Why do so many doctors not listen to patients at all?

No, I don’t resent that others make more than I do, and anyone reading the part about best job in the world and seeing patients for reduced rates would know that. What I do resent is that you made it personal. I wrote about doctors’ salaries, you wrote about me.

I resent that doctors make so much more than others who are more conscientious and then have the nerve to complain. I wish I knew all the poor middle class physicians you seem to. I know at least 10 doctors in town, and none of them live modestly. Does a median salary of $200,000 ( compared to a median salary of $26,000 across the US) not seem out of line to anyone else? A different health care system that included more reasonable salaries for physicians would allow for more time with patients and better patient care.

As for doctor’s salaries not being a big part of the problem, this article might interest you.
From the article: "They determined that higher spending on physician services in the U.S. is largely not influenced by patient volume, practice expenses, or medical school costs.

Rather, they found, Medicare and private insurers pay U.S. physicians more for their services than public and private insurers pay for the same services in other countries; in some cases American doctors are paid double for the same services."

Of corse doctors use heuristics, but those kind of cognitive shortcuts are much more likely to lead to false conclusions when the person doesn’t have time to do a complete evaluation. The other thing you mention, figuring out a diagnosis while gathering information, is also more likely to be accurate when one takes more time.

As for your question about debt, I actually got my PhD without any student loans. I lived on my stipend and attended state universities. However, post PhD I decided I wanted to do clinical work with medically-ill patients, so I went back to graduate school and racked up 40,000 in debt.

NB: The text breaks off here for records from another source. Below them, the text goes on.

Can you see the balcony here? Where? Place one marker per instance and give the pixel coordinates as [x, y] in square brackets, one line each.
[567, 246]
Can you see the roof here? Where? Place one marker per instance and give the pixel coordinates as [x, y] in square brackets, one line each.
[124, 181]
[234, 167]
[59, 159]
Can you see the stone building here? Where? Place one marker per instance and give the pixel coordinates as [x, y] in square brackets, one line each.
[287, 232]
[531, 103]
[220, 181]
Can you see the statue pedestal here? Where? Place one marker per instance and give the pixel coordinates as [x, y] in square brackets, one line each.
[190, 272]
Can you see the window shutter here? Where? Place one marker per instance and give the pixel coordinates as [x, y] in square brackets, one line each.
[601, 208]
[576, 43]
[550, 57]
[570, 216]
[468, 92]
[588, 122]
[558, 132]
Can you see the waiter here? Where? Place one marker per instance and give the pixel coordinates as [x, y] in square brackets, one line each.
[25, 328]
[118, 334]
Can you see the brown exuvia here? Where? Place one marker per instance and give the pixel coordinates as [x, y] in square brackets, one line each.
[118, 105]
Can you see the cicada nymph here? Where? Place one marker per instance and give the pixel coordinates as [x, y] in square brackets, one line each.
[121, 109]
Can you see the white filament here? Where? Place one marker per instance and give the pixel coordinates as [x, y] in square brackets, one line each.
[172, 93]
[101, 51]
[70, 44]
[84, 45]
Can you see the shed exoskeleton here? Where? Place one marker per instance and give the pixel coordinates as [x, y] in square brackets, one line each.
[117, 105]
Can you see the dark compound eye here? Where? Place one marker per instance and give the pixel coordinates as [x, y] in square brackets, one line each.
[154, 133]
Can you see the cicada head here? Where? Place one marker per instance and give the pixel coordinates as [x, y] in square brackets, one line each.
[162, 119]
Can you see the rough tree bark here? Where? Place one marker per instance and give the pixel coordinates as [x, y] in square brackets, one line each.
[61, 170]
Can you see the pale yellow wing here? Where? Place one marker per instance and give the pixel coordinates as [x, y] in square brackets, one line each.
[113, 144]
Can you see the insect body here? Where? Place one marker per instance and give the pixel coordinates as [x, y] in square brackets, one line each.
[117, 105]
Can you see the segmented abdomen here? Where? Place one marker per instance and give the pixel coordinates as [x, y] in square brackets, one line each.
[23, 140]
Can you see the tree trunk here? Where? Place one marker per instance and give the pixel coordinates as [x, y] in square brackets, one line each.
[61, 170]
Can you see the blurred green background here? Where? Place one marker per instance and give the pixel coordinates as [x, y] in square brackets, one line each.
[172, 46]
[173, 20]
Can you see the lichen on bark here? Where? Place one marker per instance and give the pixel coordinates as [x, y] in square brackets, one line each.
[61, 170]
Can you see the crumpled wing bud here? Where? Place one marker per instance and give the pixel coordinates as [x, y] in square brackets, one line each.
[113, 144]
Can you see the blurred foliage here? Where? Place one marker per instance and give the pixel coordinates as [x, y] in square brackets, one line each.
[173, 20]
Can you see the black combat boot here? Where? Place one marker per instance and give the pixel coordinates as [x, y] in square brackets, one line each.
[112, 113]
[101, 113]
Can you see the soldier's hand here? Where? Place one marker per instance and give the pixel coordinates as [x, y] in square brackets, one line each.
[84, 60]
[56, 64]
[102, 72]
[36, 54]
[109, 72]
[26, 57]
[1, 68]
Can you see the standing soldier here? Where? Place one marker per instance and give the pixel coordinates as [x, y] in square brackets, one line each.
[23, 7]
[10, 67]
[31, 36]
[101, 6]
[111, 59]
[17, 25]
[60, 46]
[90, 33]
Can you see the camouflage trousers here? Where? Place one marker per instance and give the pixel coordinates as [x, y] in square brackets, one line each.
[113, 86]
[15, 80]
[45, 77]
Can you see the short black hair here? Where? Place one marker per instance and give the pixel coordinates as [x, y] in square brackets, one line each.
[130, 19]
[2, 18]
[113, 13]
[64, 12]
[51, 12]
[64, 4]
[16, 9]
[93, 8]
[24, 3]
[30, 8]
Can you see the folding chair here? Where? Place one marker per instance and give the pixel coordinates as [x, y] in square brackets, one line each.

and your medical training/expertise is…?

This was making it personal.

I didn’t say He (or she) had a fancy car or house, only that those things are bought by doctors, and the assertion that all that salary goes for medical school debt is ridiculous. He said I (using my name) resents that other people make more than I do. iMHO, much more personal.

Sorry Brynda, but you are the one who made it about yourself in comparison to broad brushed and frankly mythic “doctors pretending to spend all their money on medical school debt while driving expensive cars and buying 3,000+ square foot homes” who make you ill. You stated that you “put in your time” so arguments about medical school don’t sway you. It is very hard not to read resentment in your posts about “entitled” doctors who are overpaid by the metric that they make more than you do, along with your disbelief about how many primary care docs are struggling … nope they are just “pretending”, it’s “fake poor-mouthing” and it makes you ill.

Very few in medical school get a stipend like you got (okay my MD-PhD friends did under the Medical Scientist Training Program). You got off easy even by the psych PhD standard. But you have no hesitation in stating that anyone who says those docs feel some economic pressure servicing an average of a $200K debt on a primary care docs income is, well, lying.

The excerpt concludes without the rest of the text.